In the run-up to the GTF conference on Feb 27, the Sri Lankan government told the Foreign and Commonwealth Office that participation of UK government members would be detrimental to ongoing national reconstruction and reconciliation efforts.   


Asked whether the ruling coalition comprising Conservatives and Liberal Democrats had approved the GTF conference in the House of Commons, the spokesperson said that the grouping had the support of the All Party Parliamentary Group for Tamils (APPG-T). The official said that APPG-T didn’t form part of the government therefore its participation didn’t reflect British support for the GTF.


 A senior GoSL official alleged that APPG-T had been working closely with the GTF for some time, while recalling the circumstances under which Vice Chair of the grouping recommended the production team responsible for Sri Lanka’s Killing Fields for Nobel Peace prize last year. 


Commenting on the forthcoming CHOGM, the official said: "As the UK has repeatedly stated, we have not yet decided on the level of any attendance at CHOGM, but we will be looking to Sri Lanka, as we would any host, to demonstrate its commitment to upholding Commonwealth values. The UK has consistently called for an independent, thorough and credible investigation into the allegations of war crimes. We believe that the process of reconciliation between Sri Lanka’s communities has a greater chance of success if investigations are Sri Lankan led rather than externally imposed.  We will continue to work with international partners to support the Sri Lankan people in their pursuit of enduring peace and reconciliation, including with the assistance of relevant international organizations." 

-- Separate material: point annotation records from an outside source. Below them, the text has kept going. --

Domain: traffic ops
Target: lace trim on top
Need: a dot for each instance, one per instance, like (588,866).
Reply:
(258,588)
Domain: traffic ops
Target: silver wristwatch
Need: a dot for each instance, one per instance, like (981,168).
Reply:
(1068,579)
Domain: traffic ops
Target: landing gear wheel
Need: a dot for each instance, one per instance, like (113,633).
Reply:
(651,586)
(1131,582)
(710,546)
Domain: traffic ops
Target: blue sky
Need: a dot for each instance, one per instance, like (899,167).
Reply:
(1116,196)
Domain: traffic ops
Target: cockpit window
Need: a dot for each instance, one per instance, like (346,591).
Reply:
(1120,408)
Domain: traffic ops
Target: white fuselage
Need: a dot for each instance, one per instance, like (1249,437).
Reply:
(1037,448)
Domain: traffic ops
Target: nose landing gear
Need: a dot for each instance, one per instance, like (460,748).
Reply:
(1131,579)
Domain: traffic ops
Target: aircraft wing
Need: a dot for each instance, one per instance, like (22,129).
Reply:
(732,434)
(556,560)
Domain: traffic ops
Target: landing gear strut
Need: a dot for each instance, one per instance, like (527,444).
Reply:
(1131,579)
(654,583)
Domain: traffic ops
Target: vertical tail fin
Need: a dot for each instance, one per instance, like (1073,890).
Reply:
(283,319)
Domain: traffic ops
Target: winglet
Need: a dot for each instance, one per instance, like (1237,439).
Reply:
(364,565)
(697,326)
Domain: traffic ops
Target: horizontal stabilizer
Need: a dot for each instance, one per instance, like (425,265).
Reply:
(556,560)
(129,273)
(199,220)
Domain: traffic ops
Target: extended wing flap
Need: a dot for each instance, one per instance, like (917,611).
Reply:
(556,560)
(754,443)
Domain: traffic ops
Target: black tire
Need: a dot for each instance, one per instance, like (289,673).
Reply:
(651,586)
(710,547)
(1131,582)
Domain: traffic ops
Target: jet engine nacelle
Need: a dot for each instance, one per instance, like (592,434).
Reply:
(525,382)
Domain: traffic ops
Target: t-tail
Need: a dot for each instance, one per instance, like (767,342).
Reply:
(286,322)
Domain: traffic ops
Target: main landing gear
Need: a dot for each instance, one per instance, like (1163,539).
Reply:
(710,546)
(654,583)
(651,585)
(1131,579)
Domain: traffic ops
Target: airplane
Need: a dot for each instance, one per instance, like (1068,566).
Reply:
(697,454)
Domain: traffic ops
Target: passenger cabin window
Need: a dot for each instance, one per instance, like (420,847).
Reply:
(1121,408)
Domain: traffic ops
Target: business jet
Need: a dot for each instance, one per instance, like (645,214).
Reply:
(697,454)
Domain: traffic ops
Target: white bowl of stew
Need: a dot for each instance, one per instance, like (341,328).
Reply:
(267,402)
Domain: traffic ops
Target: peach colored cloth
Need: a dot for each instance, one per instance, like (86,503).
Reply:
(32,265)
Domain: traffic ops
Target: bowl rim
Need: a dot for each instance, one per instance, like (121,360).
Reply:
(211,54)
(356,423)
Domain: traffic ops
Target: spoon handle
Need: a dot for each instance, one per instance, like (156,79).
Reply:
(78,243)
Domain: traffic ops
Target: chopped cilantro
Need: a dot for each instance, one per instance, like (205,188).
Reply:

Asked why the Chilcot Inquiry decided to further delay the final report, the official said: "The Inquiry into the Iraq War, led by Sir John Chilcot, is independent of government. In his most recent letter to the Prime Minister in July of 2012, Sir John said that the Inquiry would present its report once any witnesses facing potential criticism have had the chance to respond and present their case. This process is due to begin around the middle of 2013."